When I first started CLC in 2010, I wrote a tribute to Sue Margolis because she had no online presence and wasn't available for interviews at the time. However, I loved her books so much that I wanted her to get the publicity she deserved! I got my wish to connect with Sue when she finally created an online presence about a year later. Since then, we e-mail or Facebook message each other from time to time, especially when Orange is the New Black is on! We also talk about Judaism, children, and other fun topics. I'm hoping we'll finally get to meet in person when she's next in the US to visit her family. In the meantime, I'm honored and thrilled to feature her at CLC on my birthday! Such a nice treat, and not only for me.

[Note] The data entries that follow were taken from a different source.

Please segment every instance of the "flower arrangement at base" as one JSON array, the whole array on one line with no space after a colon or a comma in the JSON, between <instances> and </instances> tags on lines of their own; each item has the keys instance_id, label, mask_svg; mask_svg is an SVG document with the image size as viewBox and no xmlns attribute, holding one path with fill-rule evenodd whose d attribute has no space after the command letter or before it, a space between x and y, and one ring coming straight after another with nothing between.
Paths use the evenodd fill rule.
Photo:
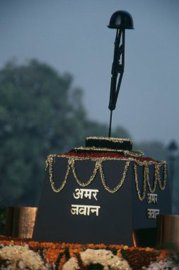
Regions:
<instances>
[{"instance_id":1,"label":"flower arrangement at base","mask_svg":"<svg viewBox=\"0 0 179 270\"><path fill-rule=\"evenodd\" d=\"M40 256L32 250L28 245L1 247L0 269L33 269L47 270Z\"/></svg>"},{"instance_id":2,"label":"flower arrangement at base","mask_svg":"<svg viewBox=\"0 0 179 270\"><path fill-rule=\"evenodd\" d=\"M88 269L103 270L131 270L127 261L115 256L110 250L90 249L80 252L76 257L71 258L63 266L62 270Z\"/></svg>"},{"instance_id":3,"label":"flower arrangement at base","mask_svg":"<svg viewBox=\"0 0 179 270\"><path fill-rule=\"evenodd\" d=\"M0 235L1 270L110 269L179 270L179 259L175 252L150 247L38 242Z\"/></svg>"}]
</instances>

Sue worked as a reporter for the BBC, before leaving broadcasting to write her first novel. She lives in London with her journalist husband Jonathan. They have three grown-up children (and now grandchildren, as well). Sue’s hobbies include napping, constantly interfering in her children’s lives, not going out, eating - especially the remains of the previous night’s take-out curry straight from the fridge, and watching made-for-TV true-life movies in her PJs.
Her latest novel, Losing Me, about a woman whose life is changed by a troubled little boy, sounds like it will be a heartwarming story, making it a perfect fit for "Chick Lit Soup for the Soul" month. She's here today to share her own heartwarming story, which is about a story itself. Penguin Random House has one copy of Losing Me for a lucky US reader, but Sue is also generously sharing THREE more copies for readers in the US! (She'll also send signed bookplates to all the winners.)
Visit Sue at her website, Facebook, and Twitter.
Sue's Chicken Soup (with matzo balls) for the Soul
Back in the early 90s, there was a book that my four year-old daughter insisted I read to her over again. It was called Ned and the Joybaloo. It’s out of print now, but I still have our battered hardcover copy. I keep it on the bottom shelf of my bookcase, along with a handful of other favourite children’s books that I’m unable to part with.
The other day a small child came to visit. She pulled all the children’s books onto the floor and spent a quiet hour enjoying them. After she’d gone, I began tidying the books away. But I couldn’t put Ned and the Joybaloo back in the bookcase without taking a few minutes to read it. I’ve kept it, not just because it was Ellie’s favourite and the illustrations are magical, but because like so many children’s books it carries a profound message for grownups.
On Fridays, Ned and the Joybaloo bounce higher and higher until ‘the ceiling opened and let in the stars’.
They make each other laugh so hard that their laughter takes them up an up ‘on past everyday night and every night dreams to the playgrounds of the Joybaloo.’ They slide in ‘slow dark mud’ and swim in ‘warm fast streams’. They lose themselves for hours in the ‘long wayward grass.’
Having squeezed the ‘last drop of mischief out of the night’ they agree to meet every Friday night, forever.
The problem for Ned is that he loves the Joybaloo and the fun they have together so much, that the wait between one Friday and the next seems interminable. He doesn’t know what to do with himself. He can’t eat, he doesn’t practice his recorder and he draws on every wall. He even puts tacks in peoples’ shoes.
Finally he gets angry with the Joybaloo. “I don’t believe you’re a real Joybaloo … If you were and you cared about me you’d come out and play every night.”
The Joybaloo says he can’t play every night because he’d get used up. But Ned doesn’t listen. He forces the Joybaloo to play every night. Slowly the Joybaloo ‘gets smaller, its colours fewer and fewer, its breath emptier and emptier.’
Then one night, Ned opens the airing cupboard door and the Joybaloo is gone.
The Joybaloo has taught Ned something that so many of us adults fail to learn - that we can’t rely on other people – husbands, wives, partners, children, friends - to make us happy. That is something we must do for ourselves. If we don’t, if we are too needy of other people, we risk destroying our most important relationships.
Ned and the Joybaloo by Hiawyn Oram and Satoshi Kitamura. Used copies and some new ones are available at Amazon.com
Thanks to Sue for visiting us and for sharing her book (along with Penguin Random House) with our readers.